The most popular meme, among the right-wing bloggers and commentators right now, is a panicky assurance that they don't want to see the film. Followed by declarations to the effect that Hollywood is out of touch for even daring
to make such a thing. Followed by declarations to the effect that it shows a perverted lifestyle, and that "maybe 18" people will go to see it. Followed by declarations to the effect that they really are interested in seeing KING
O'Reilly even harrumped that he prefers to watch football games.
(Shades of that gay-panic moment in PLANES, TRAINS AND AUTOMOBILES: The basso-profundo exclamations of "Catch that game last night? Hell of a game," uttered by two hetero men who have just discovered they accidentally cuddled during the night.)
But again, the most common remark from these people, as if they all got it from the same place, is that they *do* want to see KING KONG.
I have seen this moment, or read it, at least half a dozen times.
So, let's deconstruct this.
The theory is that all movies represent uncritical endorsements of the lifestyles
lived by their characters.
And all these folks are turned off by BROKEBACK MOUNTAIN, but want to see KING KONG.
They *say* this because they want us to believe that they're unpretentious folks, with unpretentious tastes. Hetero tastes.
But they're really saying that they find a thirty-foot gorilla, in love with a five-foot woman, more "mainstream" than two guys getting it on.
That's a little bit sick, really.
Guys: the panicky rush among these people to assure their audiences that *they* have no wish to see BROKEBACK MOUNTAIN is (regardless of the film's quality, in either direction) about as transparent as cellophane. Panic is the right word. If there ever were a reason to see this thing, aside from personal interest, *their* reaction is it.
Oh, and by the way? More than 18 people have seen it. In fact, the movie is a hit -- and in red states as well as blue.
|Posted on Friday, January 27, 2006 - 01:00 pm: |
Read the Proulx story, saw the Lee film, both very good. It's a love story, plain and simple, about making sacrifices for the one you love and what happens when you don't. Also it's about bucking--I said, bucking!--the status quo, because love is more important than that, and what happens when you don't. Seems no different to me than, say, Lillian Smith's Strange Fruit or Look Who's Coming to Dinner. Oh, and like Ennis said: "I ain't no queer." My wife liked it, too.

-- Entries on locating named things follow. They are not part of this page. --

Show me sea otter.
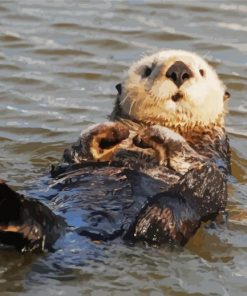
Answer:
[0,50,230,250]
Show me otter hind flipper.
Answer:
[126,163,227,245]
[0,181,64,252]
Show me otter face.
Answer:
[116,50,229,128]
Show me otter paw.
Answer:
[64,122,129,163]
[133,125,186,164]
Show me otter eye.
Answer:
[143,67,152,77]
[199,69,205,77]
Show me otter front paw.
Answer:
[63,122,129,163]
[133,125,202,173]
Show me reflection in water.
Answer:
[0,0,247,296]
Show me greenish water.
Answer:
[0,0,247,296]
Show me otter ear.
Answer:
[115,83,122,95]
[223,91,231,101]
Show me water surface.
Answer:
[0,0,247,296]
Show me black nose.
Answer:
[166,61,193,87]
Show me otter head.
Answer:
[113,50,229,128]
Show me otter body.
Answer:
[0,50,230,250]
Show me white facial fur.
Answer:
[120,50,225,127]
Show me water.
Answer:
[0,0,247,296]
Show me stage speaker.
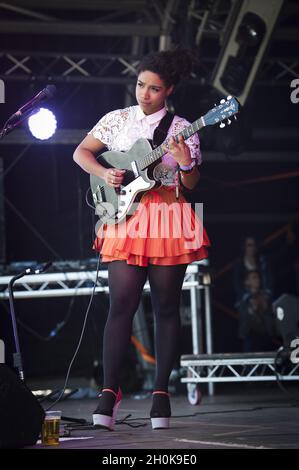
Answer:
[273,294,299,346]
[0,364,45,449]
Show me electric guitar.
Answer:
[90,96,240,225]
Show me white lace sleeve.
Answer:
[171,116,202,165]
[88,108,129,148]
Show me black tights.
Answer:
[103,261,187,391]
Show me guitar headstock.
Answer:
[202,96,240,127]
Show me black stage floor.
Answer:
[25,383,299,451]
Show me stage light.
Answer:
[211,0,284,104]
[28,108,57,140]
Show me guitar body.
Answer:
[90,96,239,225]
[90,139,159,225]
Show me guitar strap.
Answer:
[153,111,174,148]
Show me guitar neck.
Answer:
[139,117,205,170]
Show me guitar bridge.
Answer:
[131,161,139,178]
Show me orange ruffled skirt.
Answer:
[94,186,210,266]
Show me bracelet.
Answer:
[180,165,196,176]
[180,160,195,172]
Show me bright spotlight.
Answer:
[28,108,57,140]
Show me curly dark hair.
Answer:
[137,48,195,88]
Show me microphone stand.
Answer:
[8,263,52,382]
[8,262,86,424]
[0,106,40,140]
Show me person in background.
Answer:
[233,236,272,307]
[238,270,278,352]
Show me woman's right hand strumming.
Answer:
[103,168,126,188]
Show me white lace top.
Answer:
[89,106,202,185]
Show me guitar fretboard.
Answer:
[139,117,205,170]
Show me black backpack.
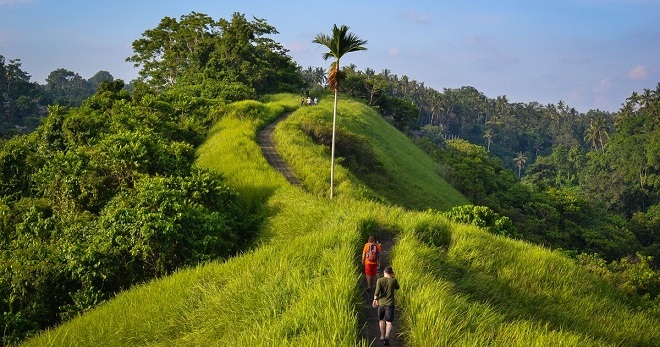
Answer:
[367,242,379,261]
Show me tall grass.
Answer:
[25,95,660,346]
[395,226,660,346]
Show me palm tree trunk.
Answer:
[330,87,339,199]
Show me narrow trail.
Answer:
[257,113,303,187]
[360,233,403,347]
[257,113,403,347]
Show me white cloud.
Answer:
[592,78,612,94]
[0,0,34,6]
[403,11,431,23]
[387,47,399,57]
[628,65,649,81]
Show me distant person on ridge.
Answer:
[362,235,381,291]
[371,266,399,346]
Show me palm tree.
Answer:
[584,117,609,153]
[513,152,527,179]
[312,24,367,199]
[484,129,493,152]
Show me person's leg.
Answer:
[383,306,394,341]
[378,306,385,341]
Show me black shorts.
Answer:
[378,306,394,322]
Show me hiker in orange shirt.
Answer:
[362,235,381,291]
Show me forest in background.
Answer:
[0,13,660,346]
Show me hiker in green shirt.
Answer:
[372,266,399,346]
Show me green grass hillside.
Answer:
[25,95,660,346]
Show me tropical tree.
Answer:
[312,24,367,199]
[484,129,493,152]
[513,152,527,179]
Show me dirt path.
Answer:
[360,234,403,347]
[257,113,302,187]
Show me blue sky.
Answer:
[0,0,660,112]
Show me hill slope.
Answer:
[25,96,660,346]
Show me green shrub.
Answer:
[443,205,520,237]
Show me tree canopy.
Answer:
[126,12,303,100]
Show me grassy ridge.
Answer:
[21,96,660,346]
[275,94,469,210]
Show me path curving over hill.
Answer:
[257,113,302,187]
[257,113,403,347]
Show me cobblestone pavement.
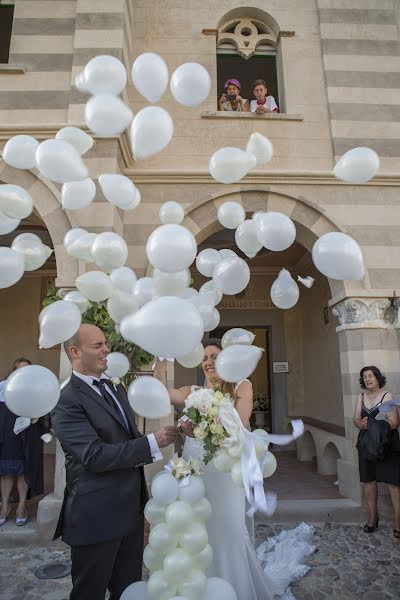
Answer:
[0,523,400,600]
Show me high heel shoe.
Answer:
[0,506,11,527]
[363,517,379,533]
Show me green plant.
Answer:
[42,288,153,386]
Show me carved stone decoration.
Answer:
[217,18,278,60]
[332,298,391,332]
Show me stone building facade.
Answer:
[0,0,400,524]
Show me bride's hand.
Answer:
[179,420,196,437]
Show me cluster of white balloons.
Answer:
[209,132,273,183]
[121,471,237,600]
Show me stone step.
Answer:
[255,498,366,524]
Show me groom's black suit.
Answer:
[51,375,153,600]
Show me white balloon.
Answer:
[196,248,222,277]
[199,280,223,306]
[144,496,166,525]
[213,256,250,295]
[99,173,141,210]
[0,212,21,235]
[204,308,221,331]
[255,212,296,252]
[333,147,379,184]
[271,269,300,309]
[159,200,185,225]
[147,568,176,600]
[209,146,256,184]
[106,352,130,379]
[146,225,197,273]
[165,500,194,531]
[203,577,238,600]
[151,474,178,506]
[221,327,256,348]
[133,277,156,307]
[131,106,174,160]
[176,344,204,369]
[121,296,203,357]
[0,246,25,289]
[178,475,207,504]
[11,234,53,271]
[312,231,364,281]
[39,300,82,349]
[110,267,137,294]
[235,219,262,258]
[120,580,149,600]
[132,52,168,102]
[218,248,237,258]
[153,269,190,296]
[218,202,246,229]
[61,177,96,210]
[4,365,60,418]
[170,62,211,106]
[36,140,88,183]
[75,271,113,302]
[91,231,128,271]
[66,233,97,262]
[128,375,171,418]
[64,290,89,315]
[246,132,274,167]
[0,183,33,219]
[2,135,39,169]
[85,94,133,137]
[215,344,262,383]
[56,127,94,156]
[178,521,208,555]
[63,227,87,252]
[84,54,127,96]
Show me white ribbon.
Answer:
[218,405,304,517]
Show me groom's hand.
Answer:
[154,425,178,448]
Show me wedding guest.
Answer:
[0,357,44,526]
[51,324,177,600]
[354,365,400,539]
[250,79,279,114]
[218,79,250,112]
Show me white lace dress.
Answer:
[183,386,315,600]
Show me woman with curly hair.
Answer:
[353,365,400,538]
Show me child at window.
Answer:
[250,79,279,114]
[218,79,250,112]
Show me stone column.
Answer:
[332,297,399,503]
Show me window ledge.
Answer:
[0,63,25,75]
[201,110,304,121]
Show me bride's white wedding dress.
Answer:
[183,384,315,600]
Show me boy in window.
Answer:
[250,79,279,114]
[218,79,250,112]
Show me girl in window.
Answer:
[250,79,279,114]
[218,79,250,112]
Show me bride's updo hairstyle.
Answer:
[203,338,236,404]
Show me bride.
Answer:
[154,339,314,600]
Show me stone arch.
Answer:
[182,186,356,296]
[318,441,342,475]
[297,431,317,462]
[0,161,79,287]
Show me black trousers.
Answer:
[70,515,144,600]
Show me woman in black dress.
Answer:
[0,358,44,526]
[354,366,400,538]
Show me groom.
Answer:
[51,325,177,600]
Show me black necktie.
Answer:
[93,379,129,429]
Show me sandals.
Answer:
[363,517,378,537]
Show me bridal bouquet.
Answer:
[183,388,234,464]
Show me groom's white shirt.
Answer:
[72,371,163,462]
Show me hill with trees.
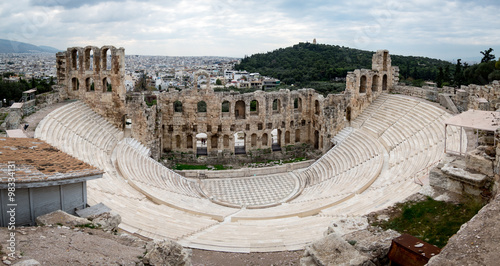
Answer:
[0,39,60,53]
[236,43,453,89]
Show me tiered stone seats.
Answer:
[35,94,466,252]
[113,139,234,221]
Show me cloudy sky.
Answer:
[0,0,500,60]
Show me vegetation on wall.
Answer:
[0,73,55,104]
[235,43,453,93]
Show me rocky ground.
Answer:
[0,226,303,266]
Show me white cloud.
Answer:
[0,0,500,58]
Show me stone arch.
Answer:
[71,77,80,91]
[196,101,207,113]
[234,131,246,154]
[382,51,389,71]
[83,47,94,70]
[234,100,245,119]
[85,77,95,91]
[174,101,182,113]
[372,75,379,91]
[382,74,387,91]
[293,97,302,112]
[196,133,208,156]
[193,70,210,89]
[250,133,257,147]
[175,135,181,149]
[71,48,79,70]
[273,99,281,113]
[250,100,259,115]
[262,133,269,147]
[101,47,111,70]
[359,75,366,93]
[186,135,193,149]
[210,135,219,149]
[271,128,281,151]
[314,130,319,149]
[221,101,231,113]
[102,77,113,92]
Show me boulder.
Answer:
[300,234,374,266]
[87,211,122,230]
[142,240,192,266]
[14,259,41,266]
[36,210,90,226]
[342,227,400,265]
[5,112,21,130]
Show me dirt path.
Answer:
[19,101,72,138]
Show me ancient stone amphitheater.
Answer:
[35,92,466,252]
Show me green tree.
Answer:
[481,48,495,63]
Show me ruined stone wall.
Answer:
[56,46,399,158]
[345,50,399,121]
[157,88,336,156]
[56,46,126,128]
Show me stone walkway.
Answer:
[202,174,298,206]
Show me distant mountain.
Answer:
[235,43,453,84]
[0,39,61,53]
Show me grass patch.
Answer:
[373,197,483,248]
[175,163,227,170]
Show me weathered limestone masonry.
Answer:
[345,50,399,121]
[57,46,398,159]
[56,46,126,128]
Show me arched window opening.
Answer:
[196,133,208,156]
[271,129,281,151]
[285,130,290,145]
[221,101,231,113]
[85,78,95,91]
[102,77,113,92]
[71,78,80,91]
[250,133,257,147]
[71,49,79,70]
[234,131,246,154]
[359,75,366,93]
[174,101,182,113]
[186,135,193,149]
[372,75,378,92]
[293,97,302,112]
[234,100,245,119]
[250,100,259,115]
[197,101,207,113]
[175,135,181,149]
[262,133,269,147]
[273,99,281,113]
[382,75,387,91]
[210,135,219,149]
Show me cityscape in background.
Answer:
[0,53,279,91]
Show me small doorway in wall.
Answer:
[271,128,281,151]
[234,131,246,154]
[196,133,208,156]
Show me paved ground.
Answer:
[202,174,296,206]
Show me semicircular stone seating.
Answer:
[35,94,466,252]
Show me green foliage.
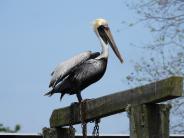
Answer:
[127,0,184,133]
[0,124,21,133]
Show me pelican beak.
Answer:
[98,26,123,63]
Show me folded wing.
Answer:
[49,51,100,87]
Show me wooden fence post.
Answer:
[129,104,171,138]
[43,128,75,138]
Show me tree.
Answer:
[123,0,184,133]
[0,124,21,133]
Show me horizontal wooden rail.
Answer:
[50,77,183,127]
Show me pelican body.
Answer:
[45,19,123,102]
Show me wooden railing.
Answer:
[43,77,183,138]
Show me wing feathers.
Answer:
[49,51,100,87]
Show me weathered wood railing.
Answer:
[43,77,183,138]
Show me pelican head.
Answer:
[93,19,123,63]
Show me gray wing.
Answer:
[49,51,100,87]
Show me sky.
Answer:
[0,0,150,134]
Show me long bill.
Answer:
[104,27,123,63]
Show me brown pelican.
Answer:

By the by, just finished your Vossoff and Nimmitz collection, damn fun. Here's a perfect opportunity to bring them back: "A couple of Ranch Hands Herding Tribbles up on Brokeback Mountain."
All the best,
|Posted on Tuesday, January 31, 2006 - 07:28 am: |
Bill: thanks. That particular story idea is a non-starter, I'm afraid, but I keep toying with a longer appearance for Dejah.